Chetrit and its attorney, Dennis Richard of Richard and Richard law firm, did not respond to requests for comment.

Safe Harbor alleged that the insurance proceeds belonged to Ocean Bank, and by keeping the check without the bank’s approval, the Chetrit entities allegedly committed grant theft. Chetrit alleged that it notified Ocean Bank’s then-chief lending officer, Ralph Gonzalez-Jacobo, of the insurance check. Gonzalez-Jacobo died in late 2019, according to his obituary.

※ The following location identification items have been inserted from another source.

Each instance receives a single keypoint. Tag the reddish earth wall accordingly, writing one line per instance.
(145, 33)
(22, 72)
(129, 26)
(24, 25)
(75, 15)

Chetrit has projects scattered across Miami Beach and Miami that have stalled at various stages. The firm owns the closed Miami Beach Resort, an oceanfront property at 4833 Collins Avenue, the under-construction Collins Park hotel redevelopment, and a development site along the Miami River where the firm planned to build a $1 billion project with 1,700 residential units, 330 hotel rooms, 266,000 square feet of retail and office space, and more than 2,000 parking spaces.

In May, Chetrit secured a $94 million construction loan for a planned waterfront luxury condo development in Pompano Beach. New York-based Madison Realty Capital provided the financing for Chetrit’s site at 2629 North Riverside Drive.

The family owned firm also recently completed a bulk purchase of condos at the aging Hollywood Beach Resort.

Last year, Chetrit sold a Miami Beach apartment hotel to its operator, Royal Stays Miami, for $42 million.